Chief Fund Raiser Leaves
Fund-raising efforts have also lagged after the 2005 departure of J. Logan Seitz, the charity’s senior vice president of development. Kathleen E. Loehr, the acting interim senior fund raiser since Mr. Seitz’s departure, recently left her job and is at home on paid leave, according to Suzy C. DeFrancis, the charity’s chief public-affairs officer.
Ms. DeFrancis says that the fund raiser was not fired or asked to leave and that the charity is now searching for a replacement for Ms. Loehr, who came to the organization in 2001 to focus on solicting big gifts — an approach that was supposed to ease the group’s reliance on disaster-related appeals. Attempts to reach Ms. Loehr at her home were unsuccessful.
The Red Cross has faced mounting criticism in recent years that it spends the money it raises in the wake of a big disaster on other costs. That criticism came to a head after the September 11 attacks prompted an outpouring of donations, more than $1-billion. But the charity was criticized for announcing that it would set aside $200-million for future disasters, a decision it reversed under the glare of negative publicity.
Since then, the Red Cross has allowed donors to earmark their donations for specific disasters, such as the tsunamis in Southeast Asia in 2004 and Hurricane Katrina in 2005. The charity also created a policy to alert donors when it had received enough money to cover relief efforts. But that approach has caused many disaster operations to suffer because the organization does not have enough money on hand to respond to home fires, local floods, and the other small disasters that form the bulk of the charity’s relief work but fail to generate widespread publicity or big donations.
Only the Beginning
Still, disaster fund raising is only one part of the charity’s current problems, says Frank L. Kurre, a managing partner at Grant Thornton, a consulting company that assists companies and charities with accounting, auditing, and other business issues.

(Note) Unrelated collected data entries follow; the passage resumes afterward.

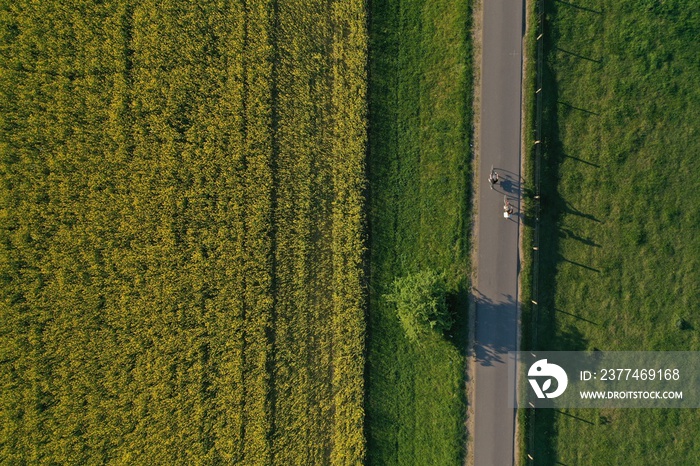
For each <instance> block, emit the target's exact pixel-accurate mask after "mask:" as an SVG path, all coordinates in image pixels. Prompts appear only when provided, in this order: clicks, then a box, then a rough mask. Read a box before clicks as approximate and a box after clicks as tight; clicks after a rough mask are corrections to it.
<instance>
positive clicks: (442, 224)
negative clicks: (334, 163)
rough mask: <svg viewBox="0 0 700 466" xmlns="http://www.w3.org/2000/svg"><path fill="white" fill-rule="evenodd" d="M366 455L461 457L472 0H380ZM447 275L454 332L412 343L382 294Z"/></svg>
mask: <svg viewBox="0 0 700 466" xmlns="http://www.w3.org/2000/svg"><path fill="white" fill-rule="evenodd" d="M369 5H370V15H369V18H370V60H369V77H370V81H369V118H370V125H369V153H368V174H369V180H370V186H369V194H370V195H369V205H368V220H369V226H370V235H369V237H370V251H369V293H370V294H369V320H368V325H369V328H368V340H367V361H368V368H367V401H366V409H367V424H366V425H367V428H366V432H367V442H368V448H367V452H368V453H367V459H368V463H369V464H376V465H389V466H390V465H421V466H422V465H427V464H439V465H450V464H462V463H463V461H462V457H463V452H464V449H465V445H466V440H465V438H464V432H465V429H464V420H465V415H466V401H465V397H464V370H465V360H466V357H465V354H466V353H465V352H466V348H467V342H466V332H465V331H464V329H465V328H466V315H465V314H466V309H467V299H466V297H465V294H466V293H465V292H464V290H466V289H467V288H468V283H467V276H468V267H469V253H468V251H469V242H468V237H469V230H470V222H469V219H470V215H471V214H470V209H469V192H470V187H469V183H468V179H469V177H470V173H469V167H470V163H469V161H470V145H469V143H470V139H471V127H472V124H471V108H472V107H471V75H472V69H471V61H470V56H471V50H470V44H469V23H470V18H471V13H470V5H471V2H470V1H462V0H459V1H455V0H436V1H424V0H409V1H406V0H389V1H384V2H370V4H369ZM426 269H434V270H440V271H444V277H445V282H446V287H447V290H448V292H449V293H450V295H451V296H452V295H454V296H455V297H456V298H455V302H454V308H455V309H456V310H457V316H456V325H455V331H454V332H452V334H453V337H450V335H449V334H448V335H447V338H444V337H442V336H440V335H437V333H436V332H431V333H430V334H429V335H427V336H426V338H424V339H423V340H422V341H421V345H415V344H412V343H411V342H410V341H409V340H408V339H407V338H406V334H405V332H404V330H403V328H402V327H401V323H400V322H399V320H398V319H397V318H396V310H395V308H394V306H393V305H392V304H391V303H388V302H386V300H385V299H383V295H385V294H387V293H388V292H390V290H391V286H392V284H393V282H394V280H395V278H396V277H403V276H407V275H410V274H413V273H416V272H418V271H420V270H426Z"/></svg>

Fund-raising problems, the September 11 flap, and the revolving door for chief executives, he says, are only the beginning of problems hurting the charity’s reputation and making it less appealing to donors. In addition, the Red Cross has been dogged by complaints from victims and relief workers over how it responded to Hurricane Katrina, as well as many other lesser disasters, and Congress last year transferred some of the organization’s disaster-relief responsibilities to government entities, he notes.
“Then you have the most recent scandal with the CEO having to resign,” Mr. Kurre says, referring to Mark Everson, who was fired in November after just six months on the job, when the board discovered his affair with the executive director of a Red Cross chapter. “You look at all these things together and you decide not to give,” Mr. Kurre says.
Although Red Cross officials acknowledge that the charity faces a “very competitive fund-raising environment,” they paint a different picture of the organization, as one that is beginning to recover from its past problems.
Ms. DeFrancis says the pending layoffs are part of a turnaround plan at the Red Cross that began after Congress changed its governing structure last year. “The board directed us in October to reduce our operating deficit, and gave us until 2010 to accomplish that,” she says. No firm decisions have yet been made on how many or which people to lay off, says Ms. DeFrancis.